Durante a cerimônia, ativistas do Movilh prestaram homenagem às 70 pessoas vítimas de crimes motivados por orientação sexual ou identidade de gênero no Chile, depositando uma flor para cada uma delas e exibindo a bandeira LGBTQIA+ no memorial. A inclusão do nome de René Márquez no espaço é um reconhecimento tardio, porém fundamental, do impacto brutal da violência homofóbica que ainda assola o país.
O caso René Márquez e a luta por justiça
O assassinato de René Márquez, ocorrido em 20 de abril de 2024, gerou comoção e mobilização na região de Punta Arenas, cidade no extremo sul do Chile. Em outubro de 2025, o Tribunal de Júri da cidade qualificou o crime como homofóbico, condenando o responsável à prisão perpétua. Essa decisão é um marco importante para o reconhecimento judicial da violência contra pessoas LGBTQIA+ na região.

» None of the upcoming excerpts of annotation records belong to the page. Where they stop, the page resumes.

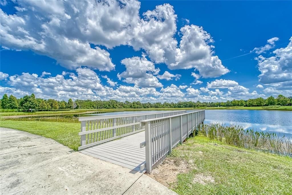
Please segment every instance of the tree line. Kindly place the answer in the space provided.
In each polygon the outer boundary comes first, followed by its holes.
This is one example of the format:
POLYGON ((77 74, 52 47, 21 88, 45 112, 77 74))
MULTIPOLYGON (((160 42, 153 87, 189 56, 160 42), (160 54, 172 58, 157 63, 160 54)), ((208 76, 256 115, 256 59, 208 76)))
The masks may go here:
POLYGON ((275 105, 292 105, 292 96, 285 97, 279 95, 276 98, 270 96, 266 99, 263 98, 249 99, 247 100, 233 100, 225 102, 196 102, 179 101, 175 103, 165 102, 142 103, 139 101, 124 102, 110 100, 106 101, 77 99, 74 101, 71 99, 68 101, 59 101, 53 99, 47 100, 36 98, 32 94, 17 99, 12 95, 9 97, 4 94, 0 100, 0 106, 3 109, 14 109, 22 111, 38 110, 46 111, 65 109, 100 109, 117 108, 198 108, 218 106, 253 106, 275 105))

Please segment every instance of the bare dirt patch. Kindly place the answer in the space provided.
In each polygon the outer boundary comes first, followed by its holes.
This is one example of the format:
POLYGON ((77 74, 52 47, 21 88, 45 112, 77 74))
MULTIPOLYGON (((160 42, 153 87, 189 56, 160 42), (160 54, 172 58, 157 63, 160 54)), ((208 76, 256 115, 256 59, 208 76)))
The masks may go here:
POLYGON ((191 168, 188 163, 181 159, 168 158, 152 170, 149 176, 169 187, 176 181, 178 174, 187 172, 191 168))
POLYGON ((193 180, 193 183, 199 183, 201 184, 206 185, 209 183, 214 183, 215 180, 214 177, 211 175, 206 175, 201 173, 195 175, 193 180))

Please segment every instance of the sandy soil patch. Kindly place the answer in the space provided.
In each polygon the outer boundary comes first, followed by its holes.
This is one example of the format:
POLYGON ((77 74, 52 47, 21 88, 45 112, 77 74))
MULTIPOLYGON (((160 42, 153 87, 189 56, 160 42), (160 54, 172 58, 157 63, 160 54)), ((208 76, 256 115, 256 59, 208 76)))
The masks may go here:
POLYGON ((180 173, 187 172, 192 168, 188 163, 177 158, 167 159, 152 170, 149 175, 166 187, 176 181, 180 173))
POLYGON ((209 183, 214 183, 215 180, 214 177, 211 175, 206 175, 200 173, 195 175, 193 180, 193 183, 199 183, 201 184, 206 185, 209 183))

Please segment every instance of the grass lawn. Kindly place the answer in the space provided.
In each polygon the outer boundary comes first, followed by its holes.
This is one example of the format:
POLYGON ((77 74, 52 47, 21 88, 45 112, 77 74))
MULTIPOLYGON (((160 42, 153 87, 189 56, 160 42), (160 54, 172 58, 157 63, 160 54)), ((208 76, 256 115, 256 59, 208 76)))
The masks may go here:
POLYGON ((41 121, 0 121, 0 127, 22 130, 53 139, 73 150, 80 145, 79 123, 41 121))
POLYGON ((292 158, 206 137, 189 139, 154 171, 150 176, 159 181, 176 172, 176 179, 166 185, 181 194, 292 194, 292 158))

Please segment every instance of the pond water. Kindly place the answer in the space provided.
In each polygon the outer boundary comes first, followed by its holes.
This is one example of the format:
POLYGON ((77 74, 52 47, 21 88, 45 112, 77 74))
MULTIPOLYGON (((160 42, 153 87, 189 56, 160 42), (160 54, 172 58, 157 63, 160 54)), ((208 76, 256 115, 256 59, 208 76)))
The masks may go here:
MULTIPOLYGON (((183 109, 182 109, 183 110, 183 109)), ((112 115, 163 112, 161 110, 140 111, 96 112, 92 113, 73 114, 46 116, 31 116, 12 119, 78 123, 78 117, 93 115, 112 115)), ((242 126, 246 129, 279 133, 292 138, 292 112, 250 110, 206 110, 205 123, 219 123, 242 126)))
POLYGON ((205 123, 242 126, 245 129, 280 133, 292 138, 292 112, 251 110, 207 110, 205 123))

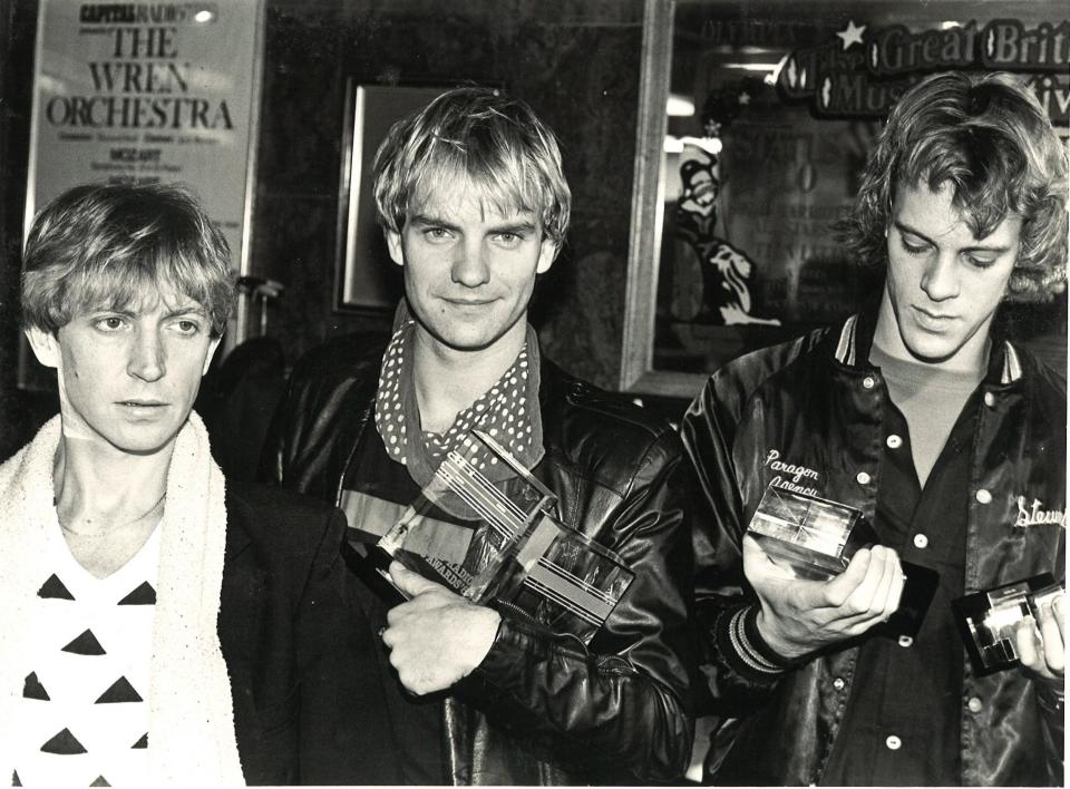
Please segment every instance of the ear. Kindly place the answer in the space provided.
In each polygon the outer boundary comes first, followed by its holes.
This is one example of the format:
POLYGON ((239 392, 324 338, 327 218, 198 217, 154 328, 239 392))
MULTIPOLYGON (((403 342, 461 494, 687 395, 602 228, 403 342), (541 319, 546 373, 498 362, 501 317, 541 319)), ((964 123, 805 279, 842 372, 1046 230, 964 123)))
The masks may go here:
POLYGON ((220 349, 221 342, 223 342, 223 338, 217 337, 208 343, 208 352, 204 354, 204 367, 201 368, 202 378, 207 374, 208 368, 212 367, 212 360, 215 358, 215 352, 220 349))
POLYGON ((59 338, 50 331, 30 327, 25 330, 33 355, 45 367, 59 368, 59 338))
POLYGON ((383 231, 387 236, 387 249, 390 250, 390 260, 398 265, 405 265, 405 254, 401 250, 401 234, 398 231, 383 231))
POLYGON ((545 274, 549 271, 549 266, 557 260, 558 250, 560 247, 556 241, 549 236, 543 237, 538 247, 538 264, 535 266, 536 274, 545 274))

Porém, apesar dessa vitória parcial, a violência contra a diversidade sexual continua crescendo no Chile. Segundo o XXIV Informe Anual dos Direitos Humanos da Diversidade Sexual e de Gênero, divulgado recentemente, houve um aumento de 27,1% nos casos de discriminação no último ano. Esse dado alarmante reforça a urgência de políticas públicas eficazes para proteger e garantir os direitos da população LGBTQIA+.
Reforma da Lei Zamudio: um passo urgente
Durante o evento, a porta-voz do Movilh, Javiera Zúñiga, destacou a necessidade imperativa de avançar na reforma da Lei Zamudio, que visa coibir a discriminação e os crimes de ódio contra a comunidade LGBTQIA+. Apesar de ter iniciado sua tramitação em 2019, a reforma está atualmente parada em comissão mista no Congresso chileno.
Zúñiga enfatizou que a lei, em sua forma atual, é pouco aplicada porque não oferece indenizações às vítimas e dificulta a caracterização do agravante de delito discriminatório. O Chile assumiu compromissos perante a ONU e a Comissão Interamericana de Direitos Humanos para reformar essa legislação, mas a demora na aprovação representa um obstáculo para a proteção efetiva dos direitos humanos da diversidade sexual.
Memorial como símbolo de resistência e memória
O Memorial da Diversidade no Cemitério Geral de Santiago emerge como um espaço de memória, resistência e conscientização, lembrando as vidas perdidas para o preconceito e a violência. A inclusão do nome de René Márquez no memorial traz visibilidade a uma vítima do extremo sul do país, reforçando que a luta contra a homofobia e a transfobia é nacional e urgente.
Esse ato simbólico também convida a sociedade a refletir sobre o impacto das agressões motivadas por ódio e a importância de construir um Chile mais justo, seguro e inclusivo para todas as pessoas, independentemente de sua orientação sexual ou identidade de gênero.
Ao reconhecer publicamente as vítimas como René Márquez, reafirmamos o compromisso coletivo de não esquecer nem silenciar as histórias que a violência tentou apagar. O memorial não é apenas um lugar de dor, mas um farol de esperança e transformação social.
O avanço na reforma da Lei Zamudio, a ampliação das políticas de proteção e o fortalecimento das redes de apoio são passos essenciais para que episódios como o que vitimou René não se repitam. A comunidade LGBTQIA+ do Chile e do mundo precisa sentir que sua existência é respeitada e celebrada, não ameaçada ou apagada.
Para a comunidade LGBTQIA+, o reconhecimento de vítimas como René Márquez no Memorial da Diversidade representa mais do que justiça: é um ato de amor e resistência que fortalece a identidade coletiva e inspira a continuidade da luta contra a discriminação. A memória dessas vidas nos impele a agir com coragem e solidariedade para transformar realidades e garantir um futuro mais inclusivo para todas as gerações.